You can conveniently retrieve the passenger with the longest name per group with DISTINCT ON.

  • Select first row in each GROUP BY group?

But I see no way to combine that (or any other simple way) with your original query in a single SELECT. I suggest to join two separate subqueries:

SELECT *
FROM  (  -- your original query
   SELECT orig
        , count(*) AS flight_cnt
        , count(distinct passenger) AS pass_cnt
        , percentile_cont(0.5) WITHIN GROUP (ORDER BY bags) AS bag_cnt_med
   FROM   table1
   GROUP  BY orig
   ) org_query
JOIN  (  -- my addition
   SELECT DISTINCT ON (orig) orig, passenger AS pass_max_len_name
   FROM   table1
   ORDER  BY orig, length(passenger) DESC NULLS LAST
   ) pas USING (orig);

USING in the join clause conveniently only outputs one instance of orig, so you can simply use SELECT * in the outer SELECT.

If passenger can be NULL, it is important to add NULLS LAST:

  • PostgreSQL sort by datetime asc, null first?

From multiple passenger names with the same maximum length in the same group, you get an arbitrary pick - unless you add more expressions to ORDER BY as tiebreaker. Detailed explanation in the answer linked above.

Performance?

Typically, a single scan is superior, especially with sequential scans.

The above query uses two scans (maybe index / index-only scans). But the second scan is comparatively cheap unless the table is too huge to fit in cache (mostly). Lukas suggested an alternative query with only a single SELECT adding:

, (ARRAY_AGG (passenger ORDER BY LENGTH (passenger) DESC))[1]  -- I'd add NULLS LAST

The idea is smart, but last time I tested, array_agg with ORDER BY did not perform so well. (The overhead of per-group ORDER BY is substantial, and array handling is expensive, too.)
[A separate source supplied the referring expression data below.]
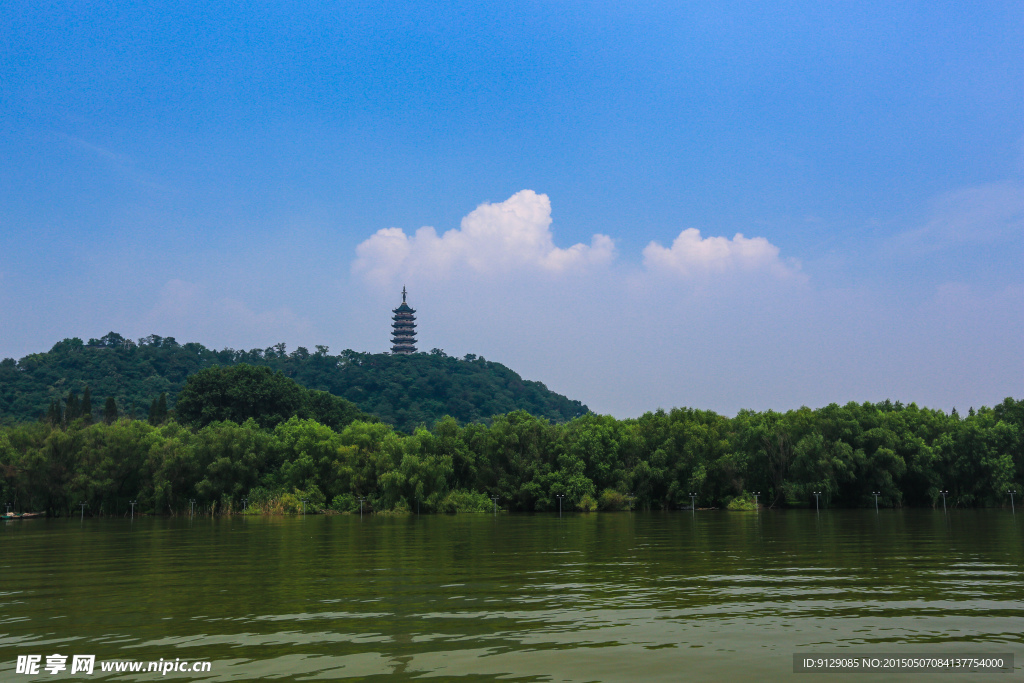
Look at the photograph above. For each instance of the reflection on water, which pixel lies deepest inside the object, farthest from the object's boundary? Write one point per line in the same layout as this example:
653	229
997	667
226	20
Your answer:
706	596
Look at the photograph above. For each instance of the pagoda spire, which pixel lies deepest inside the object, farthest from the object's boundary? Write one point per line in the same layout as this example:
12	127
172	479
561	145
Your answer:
403	328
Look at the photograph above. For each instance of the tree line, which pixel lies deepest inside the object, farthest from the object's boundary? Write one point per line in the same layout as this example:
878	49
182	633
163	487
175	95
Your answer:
402	390
229	455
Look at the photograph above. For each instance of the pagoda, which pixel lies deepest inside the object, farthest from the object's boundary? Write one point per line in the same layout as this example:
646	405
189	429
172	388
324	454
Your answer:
403	328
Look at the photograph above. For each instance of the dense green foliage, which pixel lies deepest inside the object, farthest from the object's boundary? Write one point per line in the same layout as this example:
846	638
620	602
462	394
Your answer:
404	390
906	453
247	392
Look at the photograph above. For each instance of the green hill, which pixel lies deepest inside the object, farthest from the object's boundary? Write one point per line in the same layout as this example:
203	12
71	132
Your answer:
402	390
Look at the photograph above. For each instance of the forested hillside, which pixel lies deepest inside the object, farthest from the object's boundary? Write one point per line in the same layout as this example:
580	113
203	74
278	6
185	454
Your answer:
403	390
907	454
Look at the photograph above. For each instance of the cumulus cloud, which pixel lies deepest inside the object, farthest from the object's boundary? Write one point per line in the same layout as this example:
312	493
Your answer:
513	235
692	255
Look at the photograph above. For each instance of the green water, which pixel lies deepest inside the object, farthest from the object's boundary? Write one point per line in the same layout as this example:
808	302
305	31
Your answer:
601	597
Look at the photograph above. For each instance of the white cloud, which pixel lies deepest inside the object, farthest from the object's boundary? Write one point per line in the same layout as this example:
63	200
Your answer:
513	235
691	255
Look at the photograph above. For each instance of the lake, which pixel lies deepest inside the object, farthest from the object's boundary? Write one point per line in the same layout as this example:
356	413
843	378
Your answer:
710	595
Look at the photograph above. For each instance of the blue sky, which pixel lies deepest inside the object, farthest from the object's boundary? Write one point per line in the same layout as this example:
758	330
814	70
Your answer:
221	174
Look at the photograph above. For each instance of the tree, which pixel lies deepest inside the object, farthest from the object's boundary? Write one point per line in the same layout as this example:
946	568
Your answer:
87	404
110	411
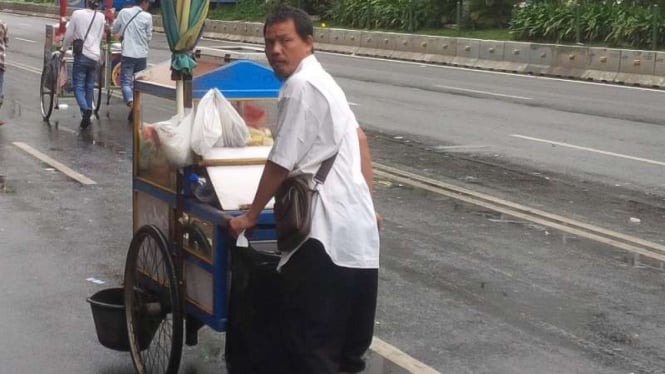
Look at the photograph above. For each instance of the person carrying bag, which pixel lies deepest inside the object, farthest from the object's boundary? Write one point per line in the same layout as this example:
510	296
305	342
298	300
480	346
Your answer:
77	44
87	53
293	207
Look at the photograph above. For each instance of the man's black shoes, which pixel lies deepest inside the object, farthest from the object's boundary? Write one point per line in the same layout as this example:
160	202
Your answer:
85	121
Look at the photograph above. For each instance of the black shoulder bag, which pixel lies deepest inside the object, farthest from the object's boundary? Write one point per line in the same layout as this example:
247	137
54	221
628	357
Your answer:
77	44
293	206
122	34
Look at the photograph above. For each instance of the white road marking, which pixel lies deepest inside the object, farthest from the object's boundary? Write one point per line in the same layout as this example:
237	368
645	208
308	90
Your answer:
56	164
498	72
660	163
400	358
95	280
26	40
482	92
24	67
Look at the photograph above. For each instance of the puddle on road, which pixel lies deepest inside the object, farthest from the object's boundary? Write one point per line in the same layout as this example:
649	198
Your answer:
6	186
93	135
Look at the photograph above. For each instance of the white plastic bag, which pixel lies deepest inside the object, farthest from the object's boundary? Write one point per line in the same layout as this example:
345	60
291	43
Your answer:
217	124
175	138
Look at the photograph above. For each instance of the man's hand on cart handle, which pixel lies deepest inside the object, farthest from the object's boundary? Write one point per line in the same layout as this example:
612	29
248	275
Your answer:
239	224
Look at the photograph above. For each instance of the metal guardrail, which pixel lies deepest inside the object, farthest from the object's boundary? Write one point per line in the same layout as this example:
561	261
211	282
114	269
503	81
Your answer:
634	67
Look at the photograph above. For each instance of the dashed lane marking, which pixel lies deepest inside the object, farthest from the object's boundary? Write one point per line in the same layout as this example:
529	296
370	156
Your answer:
400	358
55	164
26	40
590	150
24	67
487	93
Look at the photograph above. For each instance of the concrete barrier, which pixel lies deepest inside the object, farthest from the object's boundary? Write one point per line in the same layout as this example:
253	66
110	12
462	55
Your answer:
659	71
468	52
377	44
568	61
515	57
441	50
540	58
255	33
490	54
603	64
409	47
344	41
637	68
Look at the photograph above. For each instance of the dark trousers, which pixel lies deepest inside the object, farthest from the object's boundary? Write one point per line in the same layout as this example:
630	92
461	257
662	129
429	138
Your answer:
327	312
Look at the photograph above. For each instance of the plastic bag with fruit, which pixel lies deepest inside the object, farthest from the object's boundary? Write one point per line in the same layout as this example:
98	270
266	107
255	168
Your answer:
217	124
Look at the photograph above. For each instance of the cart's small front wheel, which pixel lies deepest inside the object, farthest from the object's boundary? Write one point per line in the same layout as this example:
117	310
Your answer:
47	91
152	304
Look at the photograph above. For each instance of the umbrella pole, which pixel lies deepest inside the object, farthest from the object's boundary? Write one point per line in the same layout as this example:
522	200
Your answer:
180	96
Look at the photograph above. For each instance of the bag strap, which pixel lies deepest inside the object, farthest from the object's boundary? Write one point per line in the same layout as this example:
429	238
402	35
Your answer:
325	167
122	34
94	13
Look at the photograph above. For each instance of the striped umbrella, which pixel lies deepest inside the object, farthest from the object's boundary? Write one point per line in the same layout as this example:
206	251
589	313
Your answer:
183	22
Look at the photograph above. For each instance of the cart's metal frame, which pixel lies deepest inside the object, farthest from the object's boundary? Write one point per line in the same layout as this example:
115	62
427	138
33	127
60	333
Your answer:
176	272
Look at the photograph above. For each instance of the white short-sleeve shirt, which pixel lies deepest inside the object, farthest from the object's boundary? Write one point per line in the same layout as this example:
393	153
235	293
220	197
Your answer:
315	121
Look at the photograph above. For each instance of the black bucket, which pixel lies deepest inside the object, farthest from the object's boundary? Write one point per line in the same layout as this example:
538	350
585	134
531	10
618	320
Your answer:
108	312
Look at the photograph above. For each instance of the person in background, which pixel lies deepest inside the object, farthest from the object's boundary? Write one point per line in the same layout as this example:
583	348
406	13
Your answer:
134	27
329	283
86	66
4	39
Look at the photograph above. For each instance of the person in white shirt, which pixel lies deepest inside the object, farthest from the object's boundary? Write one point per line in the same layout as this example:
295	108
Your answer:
87	25
4	39
134	26
329	283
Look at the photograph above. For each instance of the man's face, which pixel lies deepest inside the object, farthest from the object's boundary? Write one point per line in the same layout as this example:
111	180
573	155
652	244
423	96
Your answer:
285	49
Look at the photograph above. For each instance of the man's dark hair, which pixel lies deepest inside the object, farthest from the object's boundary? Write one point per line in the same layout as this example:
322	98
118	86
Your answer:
303	23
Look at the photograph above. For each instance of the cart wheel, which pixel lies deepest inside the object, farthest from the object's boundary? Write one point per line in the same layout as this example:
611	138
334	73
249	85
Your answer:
152	304
47	91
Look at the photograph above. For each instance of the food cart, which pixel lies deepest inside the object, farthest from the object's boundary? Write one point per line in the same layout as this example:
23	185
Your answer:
178	274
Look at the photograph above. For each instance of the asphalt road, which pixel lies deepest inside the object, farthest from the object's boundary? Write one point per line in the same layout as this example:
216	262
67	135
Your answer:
462	289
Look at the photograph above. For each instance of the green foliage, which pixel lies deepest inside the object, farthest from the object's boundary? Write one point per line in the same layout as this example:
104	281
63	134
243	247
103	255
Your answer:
626	23
490	13
406	15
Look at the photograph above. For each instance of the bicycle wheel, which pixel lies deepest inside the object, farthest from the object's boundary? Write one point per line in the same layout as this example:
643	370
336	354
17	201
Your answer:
46	92
152	304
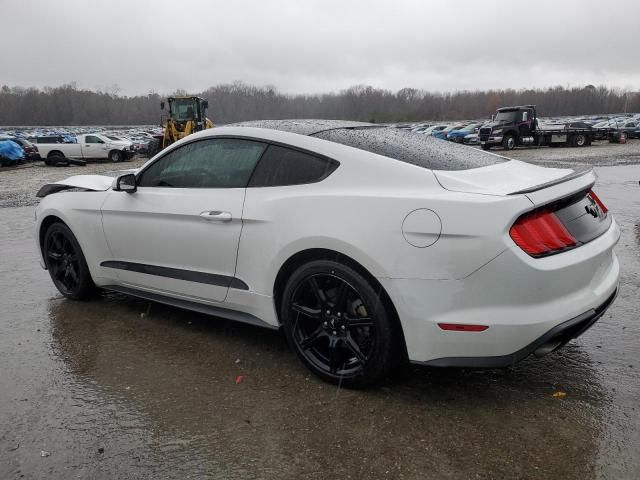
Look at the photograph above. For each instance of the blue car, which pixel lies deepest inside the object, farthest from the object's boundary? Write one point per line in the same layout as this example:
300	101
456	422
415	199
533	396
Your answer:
459	134
442	134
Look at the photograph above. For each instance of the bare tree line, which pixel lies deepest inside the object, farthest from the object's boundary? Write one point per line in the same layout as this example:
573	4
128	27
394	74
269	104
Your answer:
68	105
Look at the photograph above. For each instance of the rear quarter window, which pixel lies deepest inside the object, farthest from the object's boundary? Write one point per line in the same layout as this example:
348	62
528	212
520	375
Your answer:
426	152
281	166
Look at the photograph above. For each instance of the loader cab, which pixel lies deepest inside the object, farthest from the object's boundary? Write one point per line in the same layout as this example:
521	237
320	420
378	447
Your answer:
521	119
188	109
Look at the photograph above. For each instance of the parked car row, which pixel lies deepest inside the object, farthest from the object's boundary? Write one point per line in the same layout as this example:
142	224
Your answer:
64	145
603	127
460	132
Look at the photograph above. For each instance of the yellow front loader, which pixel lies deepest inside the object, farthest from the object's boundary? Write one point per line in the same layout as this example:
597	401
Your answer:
187	115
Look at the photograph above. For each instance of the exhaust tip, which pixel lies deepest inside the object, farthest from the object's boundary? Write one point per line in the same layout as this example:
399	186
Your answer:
546	348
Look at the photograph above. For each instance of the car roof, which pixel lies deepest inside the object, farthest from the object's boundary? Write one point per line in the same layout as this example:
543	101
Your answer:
390	142
304	126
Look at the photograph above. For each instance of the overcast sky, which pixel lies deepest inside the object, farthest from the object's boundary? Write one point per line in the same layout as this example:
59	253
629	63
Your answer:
308	46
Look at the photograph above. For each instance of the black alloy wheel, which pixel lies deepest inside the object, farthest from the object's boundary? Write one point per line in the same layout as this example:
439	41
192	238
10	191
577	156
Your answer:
337	324
66	263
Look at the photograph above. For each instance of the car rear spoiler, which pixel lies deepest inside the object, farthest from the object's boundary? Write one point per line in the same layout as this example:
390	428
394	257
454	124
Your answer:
573	175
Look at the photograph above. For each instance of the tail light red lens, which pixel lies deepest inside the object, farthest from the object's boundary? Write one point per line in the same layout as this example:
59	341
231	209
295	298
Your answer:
595	198
541	233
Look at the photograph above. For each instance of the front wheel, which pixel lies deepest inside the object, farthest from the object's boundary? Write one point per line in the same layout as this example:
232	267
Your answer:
337	324
66	263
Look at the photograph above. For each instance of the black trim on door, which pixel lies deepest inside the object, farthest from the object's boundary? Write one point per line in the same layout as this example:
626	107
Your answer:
178	274
221	312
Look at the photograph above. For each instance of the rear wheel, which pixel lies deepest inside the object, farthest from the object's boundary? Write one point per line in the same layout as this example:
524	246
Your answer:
115	156
66	263
509	142
337	324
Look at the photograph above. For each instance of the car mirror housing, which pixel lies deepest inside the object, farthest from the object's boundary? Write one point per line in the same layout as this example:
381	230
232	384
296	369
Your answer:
125	183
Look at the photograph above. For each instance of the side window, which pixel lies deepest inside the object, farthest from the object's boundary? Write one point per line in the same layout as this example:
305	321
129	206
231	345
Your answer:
214	163
281	166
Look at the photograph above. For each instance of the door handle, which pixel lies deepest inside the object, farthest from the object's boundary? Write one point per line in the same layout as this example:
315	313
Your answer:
216	216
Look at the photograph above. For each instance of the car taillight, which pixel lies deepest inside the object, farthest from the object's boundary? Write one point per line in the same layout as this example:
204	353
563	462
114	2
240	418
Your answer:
595	198
541	233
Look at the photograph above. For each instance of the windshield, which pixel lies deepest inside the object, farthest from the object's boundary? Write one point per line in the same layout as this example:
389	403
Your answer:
183	110
510	116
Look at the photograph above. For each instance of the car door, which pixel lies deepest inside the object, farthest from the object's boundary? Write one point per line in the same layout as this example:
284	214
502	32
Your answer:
179	232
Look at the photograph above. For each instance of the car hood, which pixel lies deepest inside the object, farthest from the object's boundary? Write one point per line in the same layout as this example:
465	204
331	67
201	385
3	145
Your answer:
93	183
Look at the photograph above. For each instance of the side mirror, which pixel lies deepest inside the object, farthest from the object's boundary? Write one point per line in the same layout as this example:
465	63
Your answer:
125	183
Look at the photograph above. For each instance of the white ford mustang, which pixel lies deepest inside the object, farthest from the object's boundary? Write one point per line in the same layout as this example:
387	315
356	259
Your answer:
367	245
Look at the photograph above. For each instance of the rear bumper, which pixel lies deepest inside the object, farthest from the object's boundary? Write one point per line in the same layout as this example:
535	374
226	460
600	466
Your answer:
554	339
520	299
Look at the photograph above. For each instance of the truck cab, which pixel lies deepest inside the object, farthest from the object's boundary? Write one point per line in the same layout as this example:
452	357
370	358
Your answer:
511	126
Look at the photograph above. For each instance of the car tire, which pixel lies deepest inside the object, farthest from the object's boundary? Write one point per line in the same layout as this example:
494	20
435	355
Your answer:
66	263
116	156
338	325
509	142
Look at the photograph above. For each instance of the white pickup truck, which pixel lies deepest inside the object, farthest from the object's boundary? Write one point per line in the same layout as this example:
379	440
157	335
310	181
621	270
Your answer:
89	146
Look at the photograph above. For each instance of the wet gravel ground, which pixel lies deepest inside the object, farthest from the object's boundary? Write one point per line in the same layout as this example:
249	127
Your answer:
118	388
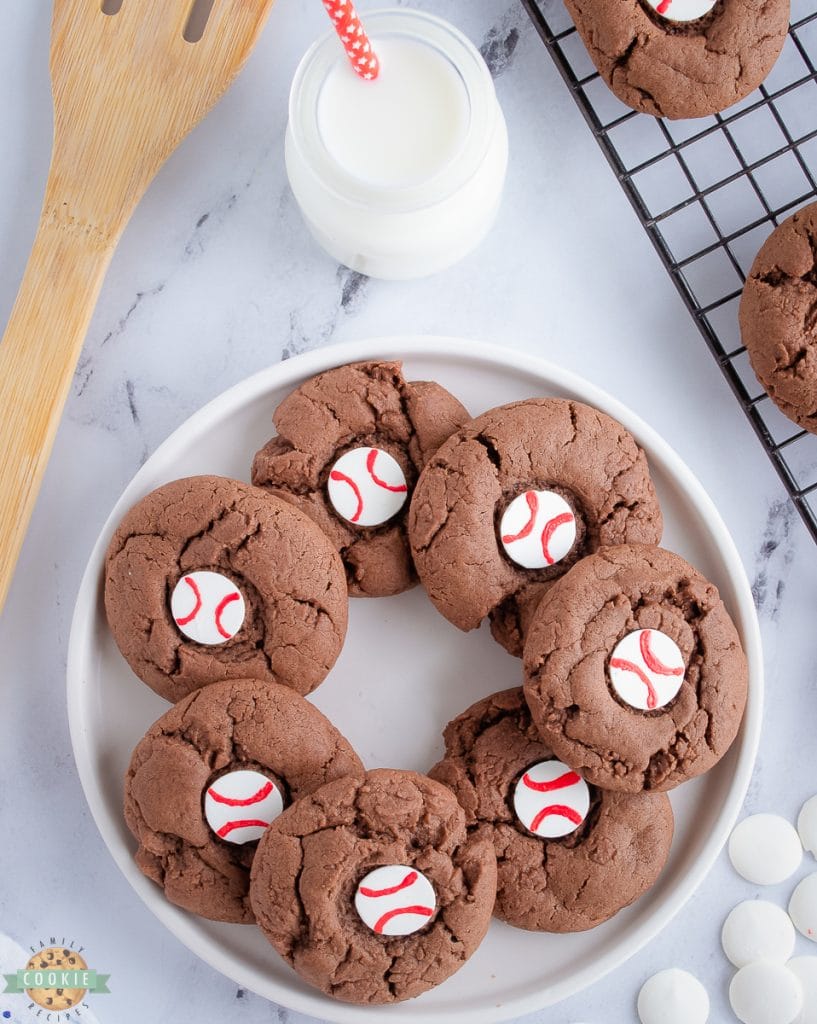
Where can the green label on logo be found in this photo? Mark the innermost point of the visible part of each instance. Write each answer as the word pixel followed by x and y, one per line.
pixel 56 979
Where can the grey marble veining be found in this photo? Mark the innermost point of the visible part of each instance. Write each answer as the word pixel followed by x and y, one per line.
pixel 215 279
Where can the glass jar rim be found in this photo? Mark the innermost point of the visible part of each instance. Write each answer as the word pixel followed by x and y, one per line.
pixel 324 54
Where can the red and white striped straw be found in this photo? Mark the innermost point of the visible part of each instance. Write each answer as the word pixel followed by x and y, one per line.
pixel 352 35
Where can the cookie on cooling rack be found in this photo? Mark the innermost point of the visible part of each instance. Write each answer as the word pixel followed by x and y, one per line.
pixel 514 499
pixel 349 446
pixel 778 316
pixel 568 855
pixel 634 671
pixel 211 774
pixel 682 58
pixel 372 889
pixel 209 579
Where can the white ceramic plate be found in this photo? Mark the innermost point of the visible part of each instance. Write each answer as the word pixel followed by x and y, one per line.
pixel 403 673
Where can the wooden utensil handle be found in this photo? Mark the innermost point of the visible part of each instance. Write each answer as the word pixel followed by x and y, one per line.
pixel 38 355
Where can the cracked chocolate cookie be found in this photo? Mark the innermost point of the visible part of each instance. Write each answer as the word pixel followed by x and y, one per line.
pixel 350 444
pixel 209 579
pixel 778 316
pixel 372 889
pixel 634 671
pixel 682 58
pixel 568 855
pixel 514 499
pixel 211 774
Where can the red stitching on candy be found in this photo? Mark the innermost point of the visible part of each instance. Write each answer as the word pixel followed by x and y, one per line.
pixel 262 794
pixel 234 596
pixel 424 911
pixel 560 809
pixel 370 465
pixel 188 619
pixel 652 663
pixel 567 778
pixel 337 475
pixel 532 504
pixel 410 880
pixel 619 663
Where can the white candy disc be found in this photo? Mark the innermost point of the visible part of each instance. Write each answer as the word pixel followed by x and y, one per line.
pixel 765 992
pixel 805 970
pixel 240 805
pixel 538 529
pixel 673 996
pixel 647 669
pixel 395 900
pixel 551 800
pixel 758 930
pixel 682 10
pixel 765 849
pixel 807 825
pixel 367 486
pixel 803 907
pixel 207 607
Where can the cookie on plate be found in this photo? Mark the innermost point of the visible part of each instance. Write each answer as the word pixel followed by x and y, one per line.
pixel 568 855
pixel 209 579
pixel 350 444
pixel 778 316
pixel 518 496
pixel 372 889
pixel 211 774
pixel 682 58
pixel 634 671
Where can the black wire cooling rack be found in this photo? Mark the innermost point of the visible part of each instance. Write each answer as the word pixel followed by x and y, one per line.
pixel 708 193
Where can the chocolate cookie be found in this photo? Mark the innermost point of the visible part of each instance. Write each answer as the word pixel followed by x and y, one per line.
pixel 373 889
pixel 209 579
pixel 211 774
pixel 350 444
pixel 634 671
pixel 515 498
pixel 568 855
pixel 682 58
pixel 778 316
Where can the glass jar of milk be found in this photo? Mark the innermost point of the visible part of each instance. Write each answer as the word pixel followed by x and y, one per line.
pixel 400 176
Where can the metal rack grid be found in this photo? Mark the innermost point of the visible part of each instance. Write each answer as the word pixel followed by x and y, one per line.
pixel 708 192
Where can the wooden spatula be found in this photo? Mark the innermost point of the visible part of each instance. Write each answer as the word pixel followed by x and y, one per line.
pixel 127 88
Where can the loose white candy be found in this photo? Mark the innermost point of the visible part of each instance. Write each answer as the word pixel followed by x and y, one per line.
pixel 682 10
pixel 765 992
pixel 207 607
pixel 240 805
pixel 805 970
pixel 538 529
pixel 673 996
pixel 765 849
pixel 395 900
pixel 803 907
pixel 646 669
pixel 367 486
pixel 807 825
pixel 758 930
pixel 551 800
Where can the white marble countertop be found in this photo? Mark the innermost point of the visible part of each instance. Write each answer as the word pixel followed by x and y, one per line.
pixel 215 279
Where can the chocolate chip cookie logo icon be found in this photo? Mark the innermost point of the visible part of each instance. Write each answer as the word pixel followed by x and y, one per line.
pixel 57 979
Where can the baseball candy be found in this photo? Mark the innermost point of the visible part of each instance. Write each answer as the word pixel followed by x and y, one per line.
pixel 646 669
pixel 207 607
pixel 240 805
pixel 682 10
pixel 395 900
pixel 538 529
pixel 367 486
pixel 551 800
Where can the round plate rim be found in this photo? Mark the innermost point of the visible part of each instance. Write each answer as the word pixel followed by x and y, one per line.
pixel 288 373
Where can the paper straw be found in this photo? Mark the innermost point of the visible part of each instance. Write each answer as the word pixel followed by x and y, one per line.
pixel 352 35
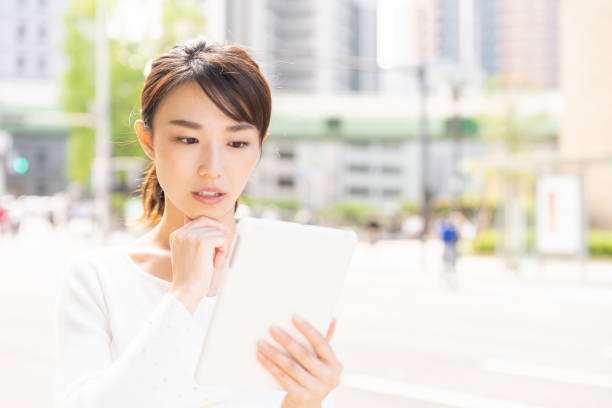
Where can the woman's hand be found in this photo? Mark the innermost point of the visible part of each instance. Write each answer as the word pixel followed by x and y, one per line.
pixel 197 248
pixel 307 377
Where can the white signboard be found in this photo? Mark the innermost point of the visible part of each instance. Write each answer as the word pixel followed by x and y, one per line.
pixel 559 215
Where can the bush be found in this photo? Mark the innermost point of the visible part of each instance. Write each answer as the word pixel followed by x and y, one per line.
pixel 600 243
pixel 487 241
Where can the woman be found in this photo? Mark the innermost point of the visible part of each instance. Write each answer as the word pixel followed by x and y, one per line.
pixel 132 319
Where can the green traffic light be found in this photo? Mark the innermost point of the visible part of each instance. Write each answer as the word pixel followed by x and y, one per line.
pixel 20 165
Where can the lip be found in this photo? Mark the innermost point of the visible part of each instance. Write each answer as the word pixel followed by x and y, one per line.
pixel 211 189
pixel 209 200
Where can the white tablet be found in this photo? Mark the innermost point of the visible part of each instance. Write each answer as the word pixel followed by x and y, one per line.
pixel 275 269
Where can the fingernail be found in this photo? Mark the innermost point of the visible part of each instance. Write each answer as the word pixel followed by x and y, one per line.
pixel 278 331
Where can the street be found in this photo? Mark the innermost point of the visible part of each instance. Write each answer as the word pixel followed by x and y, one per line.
pixel 540 338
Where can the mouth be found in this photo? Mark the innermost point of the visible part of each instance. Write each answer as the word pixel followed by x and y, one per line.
pixel 209 197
The same approach can be cheaper with a custom aggregate function first() like instructed in the Postgres Wiki here. Or, faster, yet, with a version written in C, available on PGXN. Eliminates the extra cost for array handling, but we still need per-group ORDER BY. May be faster for only few groups. You would then add:

 , first(passenger ORDER BY length(passenger) DESC NULLS LAST)

Gordon and Lukas also mention the window function first_value(). Window functions are applied after aggregate functions. To use it in the same SELECT, we would need to aggregate passenger somehow first - catch 22. Gordon solves this with a subquery - another candidate for good performance with standard Postgres.

first() does the same without subquery and should be simpler and a bit faster. But it still won't be faster than a separate DISTINCT ON for most cases with few rows per group. For lots of rows per group, a recursive CTE technique is typically faster. There are yet faster techniques if you have a separate table holding all relevant, unique orig values. Details:

  • Optimize GROUP BY query to retrieve latest record per user

The best solution depends on various factors. The proof of the pudding is in the eating. To optimize performance you have to test with your setup. The above query should be among the fastest.